Wednesday, August 15, 2012

Coming Home


"I brought your father home today" my mother proclaimed with an air of excitement.  "I didn't think it would make such a difference, but it does.  It's very comforting."  She found a nice decorative box among her belongings for my father's ashes.  She placed it next to the fireplace so they can be together when she sits on the couch to read or watch TV.  She can see him from her place at the kitchen table, when she's aware of her widow status the most.  My mother wanted a partner in life and in death, so she never embraced my father's life long wish to be cremated.  His decision left her without a significant other in her burial plot, an issue they disputed often.  But even in death my father appeased my mother.  Weeks ago he acquiesced to being embalmed so there could be a wake with an open casket, and a body for the funeral.  Then, my mother told him, he would be cremated and we would carry out his desire to spread his ashes in the desert, at the ocean, and near his mother in Seattle.  I always knew this was the only way my father would finally leave NJ. 

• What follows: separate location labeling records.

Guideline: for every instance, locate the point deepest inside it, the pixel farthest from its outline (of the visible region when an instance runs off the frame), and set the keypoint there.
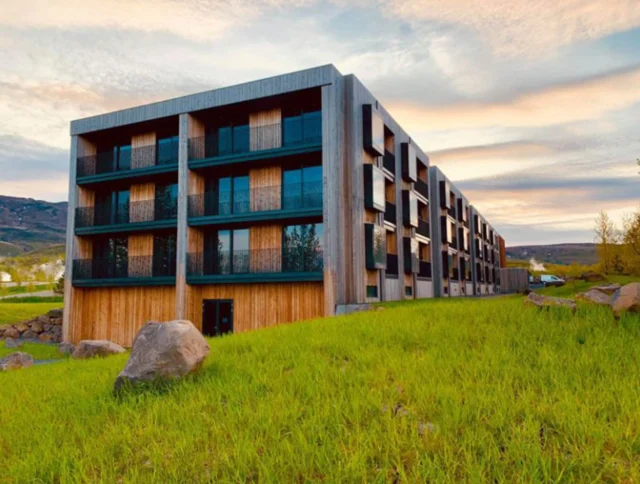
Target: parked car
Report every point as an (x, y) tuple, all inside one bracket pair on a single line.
[(549, 280)]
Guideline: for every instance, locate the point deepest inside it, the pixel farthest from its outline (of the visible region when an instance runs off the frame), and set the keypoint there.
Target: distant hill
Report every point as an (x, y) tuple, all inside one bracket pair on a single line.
[(556, 253), (27, 224)]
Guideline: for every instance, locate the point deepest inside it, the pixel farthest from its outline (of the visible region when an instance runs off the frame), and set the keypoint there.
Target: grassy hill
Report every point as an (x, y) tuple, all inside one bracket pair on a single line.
[(584, 254), (436, 390)]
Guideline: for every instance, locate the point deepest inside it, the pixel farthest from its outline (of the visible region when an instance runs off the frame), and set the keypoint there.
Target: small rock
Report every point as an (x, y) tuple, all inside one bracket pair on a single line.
[(538, 300), (12, 343), (15, 361), (164, 351), (21, 327), (626, 299), (46, 337), (55, 313), (96, 348), (594, 296), (11, 333), (609, 289), (65, 348)]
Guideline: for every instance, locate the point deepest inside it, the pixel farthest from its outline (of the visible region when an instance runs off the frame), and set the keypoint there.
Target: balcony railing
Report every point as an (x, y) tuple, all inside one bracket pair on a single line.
[(425, 269), (389, 162), (390, 213), (279, 197), (125, 213), (423, 228), (422, 188), (243, 139), (124, 267), (133, 159), (257, 261), (392, 264)]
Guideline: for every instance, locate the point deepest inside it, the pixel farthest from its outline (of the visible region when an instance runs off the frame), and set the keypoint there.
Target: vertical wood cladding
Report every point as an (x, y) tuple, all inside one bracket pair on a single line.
[(118, 313), (146, 157), (265, 130), (258, 306), (265, 184)]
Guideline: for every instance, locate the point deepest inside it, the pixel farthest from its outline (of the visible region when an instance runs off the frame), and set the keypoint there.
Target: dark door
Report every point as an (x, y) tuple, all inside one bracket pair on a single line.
[(217, 317)]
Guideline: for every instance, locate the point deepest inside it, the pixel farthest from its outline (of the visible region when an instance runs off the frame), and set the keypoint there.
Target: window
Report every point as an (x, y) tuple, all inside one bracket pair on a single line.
[(164, 255), (302, 187), (302, 248)]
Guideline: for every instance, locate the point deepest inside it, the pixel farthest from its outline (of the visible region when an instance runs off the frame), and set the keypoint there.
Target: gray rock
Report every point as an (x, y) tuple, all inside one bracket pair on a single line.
[(55, 313), (66, 348), (15, 361), (11, 333), (96, 348), (164, 351), (12, 343), (594, 296), (540, 301), (626, 299)]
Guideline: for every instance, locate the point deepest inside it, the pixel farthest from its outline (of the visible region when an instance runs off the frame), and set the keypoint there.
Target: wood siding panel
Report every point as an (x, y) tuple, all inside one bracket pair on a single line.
[(143, 158), (265, 129), (118, 313), (265, 184), (258, 306)]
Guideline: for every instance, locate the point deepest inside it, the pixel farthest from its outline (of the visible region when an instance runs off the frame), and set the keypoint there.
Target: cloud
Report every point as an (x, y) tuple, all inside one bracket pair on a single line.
[(516, 27), (570, 103)]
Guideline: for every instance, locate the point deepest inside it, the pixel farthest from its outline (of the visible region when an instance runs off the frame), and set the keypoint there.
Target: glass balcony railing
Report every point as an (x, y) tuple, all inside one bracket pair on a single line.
[(124, 267), (127, 160), (126, 213), (257, 261), (260, 199), (235, 140)]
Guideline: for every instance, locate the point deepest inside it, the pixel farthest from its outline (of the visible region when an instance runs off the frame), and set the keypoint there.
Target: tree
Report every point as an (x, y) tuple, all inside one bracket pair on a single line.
[(606, 238)]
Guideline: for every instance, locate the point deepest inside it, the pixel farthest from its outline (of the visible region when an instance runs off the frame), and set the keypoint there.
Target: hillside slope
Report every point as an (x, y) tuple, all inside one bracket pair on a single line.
[(30, 224), (556, 253)]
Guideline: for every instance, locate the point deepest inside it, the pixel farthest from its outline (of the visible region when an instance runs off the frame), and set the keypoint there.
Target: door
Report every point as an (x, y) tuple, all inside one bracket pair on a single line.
[(217, 317)]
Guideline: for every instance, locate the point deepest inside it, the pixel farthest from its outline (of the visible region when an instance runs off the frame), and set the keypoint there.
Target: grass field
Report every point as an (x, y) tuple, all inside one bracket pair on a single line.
[(474, 390), (13, 311)]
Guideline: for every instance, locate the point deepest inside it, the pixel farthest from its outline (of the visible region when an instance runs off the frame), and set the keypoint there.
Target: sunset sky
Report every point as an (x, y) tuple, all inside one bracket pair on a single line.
[(532, 107)]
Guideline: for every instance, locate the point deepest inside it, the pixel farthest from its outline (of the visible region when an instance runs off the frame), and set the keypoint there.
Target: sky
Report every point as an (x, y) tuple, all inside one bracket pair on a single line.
[(531, 107)]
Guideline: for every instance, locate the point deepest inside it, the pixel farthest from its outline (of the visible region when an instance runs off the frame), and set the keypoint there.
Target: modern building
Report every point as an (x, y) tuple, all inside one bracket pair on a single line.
[(273, 201)]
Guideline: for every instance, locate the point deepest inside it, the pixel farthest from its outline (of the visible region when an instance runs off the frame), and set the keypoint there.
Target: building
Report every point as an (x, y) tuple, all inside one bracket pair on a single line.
[(278, 200)]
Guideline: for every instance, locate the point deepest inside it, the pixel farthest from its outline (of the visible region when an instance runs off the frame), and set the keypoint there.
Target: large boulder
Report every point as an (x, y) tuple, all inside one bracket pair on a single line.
[(594, 296), (96, 349), (540, 301), (609, 289), (626, 299), (164, 351), (15, 361)]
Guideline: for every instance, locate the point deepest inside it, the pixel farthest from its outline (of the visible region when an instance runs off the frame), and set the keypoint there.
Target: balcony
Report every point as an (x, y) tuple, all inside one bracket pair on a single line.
[(390, 213), (300, 200), (123, 270), (389, 162), (392, 264), (425, 269), (258, 265), (423, 229), (422, 188), (126, 217), (133, 163), (238, 144)]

My father's arthritic bones made him loath the cold winter months.  When my parents retired over a decade ago he dreamed of moving to a warmer climate, a house on the Chesapeake or somewhere in California.  Over and over again, my mother won this argument since she would never leave her family and friends in NJ.  My father continued to dream, "one day, I'm going to get out of this place."  In recent weeks he still uttered this phrase, and I teased him, "There is only one way you're going to leave The Garden State."  He laughed, silently acknowledging the inevitable truth.  And yet, even in death he remains in NJ.  My mother knows at some point we will split his ashes and adhere to his wishes, but for now she wants to keep him whole and enjoy his company.